Together, the two companies have raised nearly $ 1 billion in venture capital funding in about a year. Like the two leading brands, they are rapidly making e-scootering an acceptable last-mile mode of transportation in the United States. Their recent behavior suggests that companies are looking to a future in which they are a multimodal transportation platform, like Uber, rather than the affiliate of one.

Investors, however, have a different perspective. Sources tell TechCrunch that some of Lime and Bird’s supporters are encouraging the companies to continue talks with Uber. Despite being extremely young companies, some of the youngest to accumulate such high valuations in history, Lime and Bird are expensive, severely limiting their exit options. Lime is backed by GV, IVP, Coatue Management, GGV Capital and others. Bird is backed by investors like Accel, CRV, Greycroft, Sound Ventures, and Upfront Ventures.

What does Uber want?

When Uber shelled out $ 200 million to acquire JUMP Bikes earlier this year and made dockless motorcycles and scooters profitable in select cities, it became apparent that the roadside behemoth was doubling down on micro mobility.

“We see the Uber app moving as it’s just about carpooling and calling a car, to really help the consumer get from A to B in the most affordable, most reliable and most convenient way,” he said. Dara Khosrowshahi, Uber CEO, to TechCrunch’s Megan Rose Dickey at the time of the deal. “We think electric bikes are a spectacularly cool product.”
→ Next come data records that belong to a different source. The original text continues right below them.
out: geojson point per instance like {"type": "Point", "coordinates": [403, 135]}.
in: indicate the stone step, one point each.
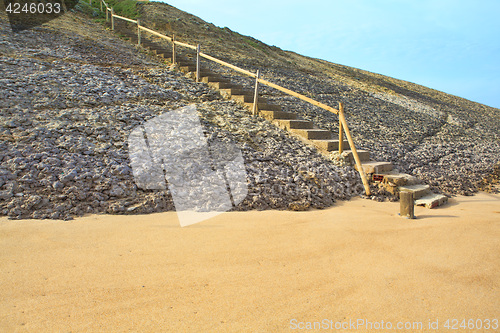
{"type": "Point", "coordinates": [287, 124]}
{"type": "Point", "coordinates": [312, 134]}
{"type": "Point", "coordinates": [364, 155]}
{"type": "Point", "coordinates": [395, 178]}
{"type": "Point", "coordinates": [432, 200]}
{"type": "Point", "coordinates": [243, 98]}
{"type": "Point", "coordinates": [376, 167]}
{"type": "Point", "coordinates": [265, 107]}
{"type": "Point", "coordinates": [330, 145]}
{"type": "Point", "coordinates": [220, 85]}
{"type": "Point", "coordinates": [418, 190]}
{"type": "Point", "coordinates": [271, 115]}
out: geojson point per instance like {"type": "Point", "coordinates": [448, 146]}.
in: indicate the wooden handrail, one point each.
{"type": "Point", "coordinates": [125, 18]}
{"type": "Point", "coordinates": [185, 45]}
{"type": "Point", "coordinates": [302, 97]}
{"type": "Point", "coordinates": [155, 33]}
{"type": "Point", "coordinates": [340, 112]}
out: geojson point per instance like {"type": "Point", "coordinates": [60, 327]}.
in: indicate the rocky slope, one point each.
{"type": "Point", "coordinates": [72, 92]}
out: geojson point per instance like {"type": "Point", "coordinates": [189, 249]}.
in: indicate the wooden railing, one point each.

He added that he had been looking at e-scooters “curiously on the streets” and thought they were in a “strange place” due to regulatory problems. Well, the latter is still true in many cities, but scooters have certainly become more widely accepted as they invade the neighborhoods of Seattle, San Francisco, Denver, Austin, Paris, and beyond.

Now that Uber is serious about scooters, it needs to increase its offering. Lime, given Uber’s existing stake in the company and its lower valuation, is a natural target.